Presse ACP: Pensez-vous qu'une telle alliance de 79 pays d'Afrique, des Caraïbes et du Pacifique est pertinente ou utile dans le contexte actuel des affaires internationales? Quels sont les secteurs dans lesquels elle pourrait apporter une valeur ajoutée à ses membres et au reste du monde, qui n'entrent pas les domaines d'action des organisations internationales bien établies?
Mirjam van Reisen: [Pour la première question] – Oui, je le pense. Vous savez, les affaires internationales recouvrent des dimensions multiples. Si nous prenons l'exemple de l'UE, nous avons les 28 États membres, nous avons l'union monétaire, nous avons Schengen, etc. Certains États membres sont également membres du Conseil de sécurité des Nations Unies. D'autres appartiennent par exemple à différents groupes constitués au sein de la Banque mondiale. Donc, les relations internationales sont par nature inextricables, en ce sens qu'elles recouvrent des réalités historiques et défendent des intérêts multiples.
Si l'UE peut avoir une représentation à tous ces différents niveaux, pourquoi d'autres organisations n'auraient-elles pas le droit d’être représentés dans plusieurs enceintes? Pour moi, la question de l'efficacité se pose en termes de capacité du Groupe ACP à mener des actions que d'autres organisations ne peuvent pas mener ou ne sont pas mandatées pour mener. Pour moi, la question de l'efficacité se pose en termes de capacité du Groupe ACP à mener des actions que d'autres organisations ne peuvent pas mener ou ne sont pas mandatées pour mener.
À mon avis, le Groupe ACP joue un rôle essentiel en regroupant un grand nombre de pays en développement répartis sur trois continents, dont les intérêts sont définis non seulement sur une base régionale, mais également en fonction de leurs niveaux de développement. Cela est susceptible de changer, et je suis convaincue que le Groupe ACP a un énorme potentiel de développement au cours des prochaines décennies, même si, pour l'instant, il défend des intérêts particuliers liés à la disponibilité des ressources naturelles, et se trouve confronté à des problèmes de pauvreté extrême et d'inégalités, ainsi qu'à des problèmes sociaux.

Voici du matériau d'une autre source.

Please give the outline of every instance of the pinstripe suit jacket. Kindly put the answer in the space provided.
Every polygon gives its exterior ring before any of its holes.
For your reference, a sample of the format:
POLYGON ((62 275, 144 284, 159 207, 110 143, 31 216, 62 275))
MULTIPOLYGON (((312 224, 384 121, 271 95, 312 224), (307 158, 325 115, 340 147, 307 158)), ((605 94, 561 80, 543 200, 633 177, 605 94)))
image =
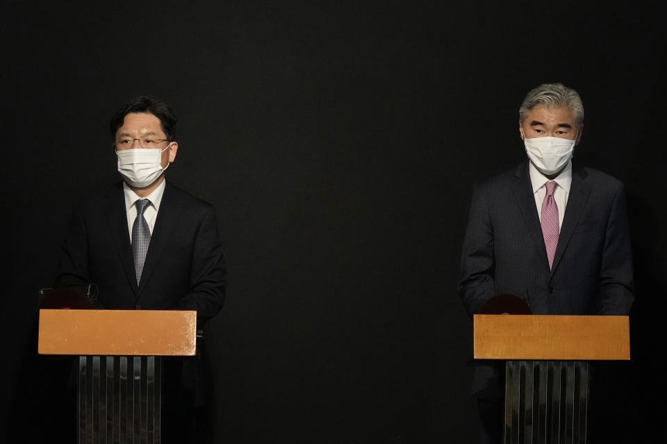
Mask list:
POLYGON ((535 314, 627 314, 632 287, 620 181, 573 166, 551 270, 528 162, 475 187, 459 284, 471 316, 498 293, 520 297, 535 314))

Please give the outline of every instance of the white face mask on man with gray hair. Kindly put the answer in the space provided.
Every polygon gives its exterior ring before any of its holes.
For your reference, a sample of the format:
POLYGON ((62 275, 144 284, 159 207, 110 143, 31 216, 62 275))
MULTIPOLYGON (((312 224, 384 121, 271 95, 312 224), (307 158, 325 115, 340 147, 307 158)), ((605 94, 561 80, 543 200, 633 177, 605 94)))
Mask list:
POLYGON ((546 176, 555 174, 572 159, 576 139, 544 136, 524 137, 528 158, 541 173, 546 176))

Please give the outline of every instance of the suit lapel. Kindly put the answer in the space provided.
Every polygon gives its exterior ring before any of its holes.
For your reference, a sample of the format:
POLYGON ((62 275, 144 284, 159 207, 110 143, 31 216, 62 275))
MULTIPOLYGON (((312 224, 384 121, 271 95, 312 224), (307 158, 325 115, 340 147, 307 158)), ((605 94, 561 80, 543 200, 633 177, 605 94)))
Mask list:
POLYGON ((127 229, 127 211, 125 209, 125 196, 123 194, 122 182, 114 186, 107 193, 106 202, 104 207, 103 211, 106 213, 109 232, 118 251, 125 277, 136 296, 138 287, 136 273, 134 270, 134 259, 132 258, 132 250, 130 247, 130 234, 127 229))
POLYGON ((535 196, 533 195, 533 187, 530 183, 530 176, 528 174, 528 164, 524 163, 518 166, 514 171, 514 176, 516 180, 512 184, 512 191, 514 192, 517 205, 526 223, 530 238, 533 240, 535 247, 540 251, 540 257, 544 259, 545 266, 548 268, 547 248, 544 246, 542 226, 538 217, 535 196))
POLYGON ((138 297, 141 296, 146 287, 146 283, 155 270, 155 266, 162 256, 162 253, 169 242, 171 233, 183 211, 183 205, 179 198, 177 189, 167 182, 162 201, 160 203, 158 217, 151 234, 151 243, 148 246, 148 252, 146 253, 146 260, 144 262, 141 280, 139 282, 138 297))
POLYGON ((584 180, 586 177, 583 170, 577 169, 573 171, 572 186, 570 188, 570 196, 568 198, 568 205, 566 207, 565 217, 563 219, 563 226, 561 228, 561 234, 558 237, 558 245, 556 247, 556 254, 554 255, 554 264, 551 268, 553 275, 554 271, 558 266, 558 263, 563 257, 563 253, 568 247, 572 233, 582 216, 582 212, 586 207, 586 203, 591 194, 591 187, 584 180))

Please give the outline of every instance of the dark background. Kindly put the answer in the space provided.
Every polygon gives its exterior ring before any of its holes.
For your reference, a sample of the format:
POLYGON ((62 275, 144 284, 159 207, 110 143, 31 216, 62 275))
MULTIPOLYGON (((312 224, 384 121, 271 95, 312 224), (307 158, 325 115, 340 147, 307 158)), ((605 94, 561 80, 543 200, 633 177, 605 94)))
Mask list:
POLYGON ((470 191, 525 158, 521 100, 561 81, 586 112, 575 161, 628 196, 633 359, 609 366, 609 425, 664 440, 660 3, 4 2, 2 433, 70 426, 38 291, 72 205, 118 180, 109 117, 147 94, 179 117, 168 180, 214 205, 225 246, 216 442, 473 442, 470 191))

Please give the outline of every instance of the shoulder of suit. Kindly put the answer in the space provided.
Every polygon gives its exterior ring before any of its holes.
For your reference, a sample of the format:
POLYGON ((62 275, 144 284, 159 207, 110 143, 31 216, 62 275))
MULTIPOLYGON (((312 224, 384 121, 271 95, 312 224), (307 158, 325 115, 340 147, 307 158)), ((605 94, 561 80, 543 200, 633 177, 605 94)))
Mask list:
POLYGON ((623 187, 623 182, 616 178, 594 168, 573 165, 573 173, 594 188, 617 190, 623 187))
POLYGON ((522 162, 520 164, 500 174, 480 180, 475 186, 479 189, 497 190, 512 185, 527 174, 528 174, 527 164, 522 162))
POLYGON ((169 198, 174 198, 178 199, 190 207, 199 207, 203 210, 208 210, 213 207, 208 202, 190 194, 168 181, 167 182, 167 187, 165 189, 165 196, 167 194, 170 195, 169 198))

Le Groupe ACP ne remplace ni l'Union africaine ni le G77. La différence avec l'UA réside dans le fait que le Groupe ACP ne se définit pas sur une base géographique et qu'il est, de ce fait, mieux placé pour défendre les intérêts des pays en développement du monde entier. Quant au G77 dont les BRICS sont membres, il est souvent confronté à des dissensions internes au sujet des problématiques du développement. Le Groupe ACP peut dès lors contribuer de façon constructive à une bonne organisation des représentants des pays en développement au sein du G77.
Je pense que la future pertinence du Groupe ACP découlera de sa position en tant que véritable intermédiaire influent pour les pays en développement, et de sa collaboration avec les BRICS, l'Europe et la communauté internationale sur des questions d'intérêt commun touchant à l'avenir de cette planète.
PACP: Le Groupe ACP entretient des liens historiques avec l'Europe, mais l'UE semble s'ouvrir de plus en plus à d'autres pays tiers et sortir du cadre de ses traditionnelles relations privilégiées de longue date avec les pays ACP. En fait, l'UE traite de plus en plus avec les pays ACP sur une base bilatérale ou régionale, et ne fait appel au Groupe ACP que dans des cas spécifiques liés à l'Accord de Cotonou. Pouvons-nous en déduire que l'UE n'a plus besoin des pays ACP en tant que groupe?
MVR: L'erreur de l'UE, c'est de croire qu'elle peut obtenir encore plus de concessions par le biais des négociations bilatérales. Elle a sans doute raison sur ce point, mais ce qu'elle oublie, c'est qu'elle peut préserver ses intérêts à long terme grâce à des relations fiables et étroites avec un groupe de pays. Les relations bilatérales sont instables par nature, alors que la collaboration entre groupes garantit une stabilité bien plus grande.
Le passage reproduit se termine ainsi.